Can we get a better complexity than O(n) for cumulative sum while using multithreading?

I'm new to multithreading algorithms and I'm trying do recode cumulative sum function to get a better complexity than O(n).

Have you any hint? Or we can't get better than O(n)?

I tried to use divide and conquer method but didn't get the expected result. Tried with some parallel loop but not conclusive too.

Thanks for your help

Upvotes: 1

Views: 151

Answers (2)

orlp
orlp

Reputation: 117771

Wikipedia contains several parallel prefix sum algorithms, including one which runs in O(n log n / k) time if you have k parallel processors, which means the overall process can be O(log n) if you have n processors.

Upvotes: -2

zmccord
zmccord

Reputation: 2612

Well, very approximately speaking, if you have k cores and a very parallelizable problem (which this is), then you ought to be able to divide your time taken by k with parallelism.

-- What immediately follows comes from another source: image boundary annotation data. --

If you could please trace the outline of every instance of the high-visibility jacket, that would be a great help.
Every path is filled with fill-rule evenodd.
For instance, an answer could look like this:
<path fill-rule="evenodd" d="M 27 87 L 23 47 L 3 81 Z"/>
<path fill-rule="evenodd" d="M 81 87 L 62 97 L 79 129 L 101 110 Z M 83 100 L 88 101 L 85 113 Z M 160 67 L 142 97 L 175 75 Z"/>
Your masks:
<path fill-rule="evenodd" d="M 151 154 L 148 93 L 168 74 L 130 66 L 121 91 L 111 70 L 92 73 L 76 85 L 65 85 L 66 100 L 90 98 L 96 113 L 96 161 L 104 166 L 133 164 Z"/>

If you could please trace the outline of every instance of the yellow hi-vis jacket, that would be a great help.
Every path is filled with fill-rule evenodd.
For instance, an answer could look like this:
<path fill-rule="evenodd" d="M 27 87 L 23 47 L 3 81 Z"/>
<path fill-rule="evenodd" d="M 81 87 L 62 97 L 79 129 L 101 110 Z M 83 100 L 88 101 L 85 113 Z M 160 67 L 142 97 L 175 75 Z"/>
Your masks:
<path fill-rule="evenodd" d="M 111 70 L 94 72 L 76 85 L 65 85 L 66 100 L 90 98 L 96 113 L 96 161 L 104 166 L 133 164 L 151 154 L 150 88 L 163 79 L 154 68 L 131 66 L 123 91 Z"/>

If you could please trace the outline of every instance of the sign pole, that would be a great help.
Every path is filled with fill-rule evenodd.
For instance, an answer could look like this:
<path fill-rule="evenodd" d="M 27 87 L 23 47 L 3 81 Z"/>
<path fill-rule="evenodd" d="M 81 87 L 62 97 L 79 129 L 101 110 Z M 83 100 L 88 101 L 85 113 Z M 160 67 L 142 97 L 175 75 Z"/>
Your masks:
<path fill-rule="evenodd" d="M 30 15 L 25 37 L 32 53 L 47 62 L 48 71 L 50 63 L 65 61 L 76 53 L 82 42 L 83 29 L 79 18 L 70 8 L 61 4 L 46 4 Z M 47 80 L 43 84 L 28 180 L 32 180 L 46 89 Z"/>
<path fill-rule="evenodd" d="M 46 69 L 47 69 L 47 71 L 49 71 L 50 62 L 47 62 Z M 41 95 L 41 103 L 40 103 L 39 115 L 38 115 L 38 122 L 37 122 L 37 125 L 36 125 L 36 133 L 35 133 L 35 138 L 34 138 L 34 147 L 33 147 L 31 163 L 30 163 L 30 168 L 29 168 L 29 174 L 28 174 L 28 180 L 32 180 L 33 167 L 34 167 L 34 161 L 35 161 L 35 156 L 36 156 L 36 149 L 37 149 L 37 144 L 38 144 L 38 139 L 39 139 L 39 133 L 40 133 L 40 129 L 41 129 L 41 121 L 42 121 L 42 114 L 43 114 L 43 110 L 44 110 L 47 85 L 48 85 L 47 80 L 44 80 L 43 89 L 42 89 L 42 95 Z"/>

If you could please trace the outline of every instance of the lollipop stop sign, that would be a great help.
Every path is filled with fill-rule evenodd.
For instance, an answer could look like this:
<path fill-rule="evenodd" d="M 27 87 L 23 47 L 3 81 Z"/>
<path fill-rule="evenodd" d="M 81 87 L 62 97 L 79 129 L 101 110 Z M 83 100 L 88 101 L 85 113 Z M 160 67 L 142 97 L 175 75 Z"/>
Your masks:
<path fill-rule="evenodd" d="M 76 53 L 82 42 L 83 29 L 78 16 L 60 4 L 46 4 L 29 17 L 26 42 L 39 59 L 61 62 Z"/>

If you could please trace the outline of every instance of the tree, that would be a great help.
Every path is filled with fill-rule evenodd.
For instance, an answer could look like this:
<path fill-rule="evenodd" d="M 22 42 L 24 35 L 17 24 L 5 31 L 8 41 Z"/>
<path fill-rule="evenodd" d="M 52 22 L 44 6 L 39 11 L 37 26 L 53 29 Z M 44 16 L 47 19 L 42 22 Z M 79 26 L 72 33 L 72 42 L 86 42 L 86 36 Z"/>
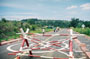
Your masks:
<path fill-rule="evenodd" d="M 79 23 L 79 18 L 72 18 L 70 22 L 70 26 L 77 27 L 78 23 Z"/>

Problem is, k is fixed, while n isn't. With k being constant, O(n/k) is the same thing as O(n). It'll go faster, but not asymptotically faster.

In abstract principle, your divide-and-conquer algorithm might well run in O(log(n)) time, but it would require O(n) processors to do so.

Because k is fixed, multithreading an algorithm will never improve its asymptotic time, only the constant factors. Your parallel implementation might finish in one tenth the time or one twentieth the time the single-threaded implementation does, but not in log of the time or square root of the time.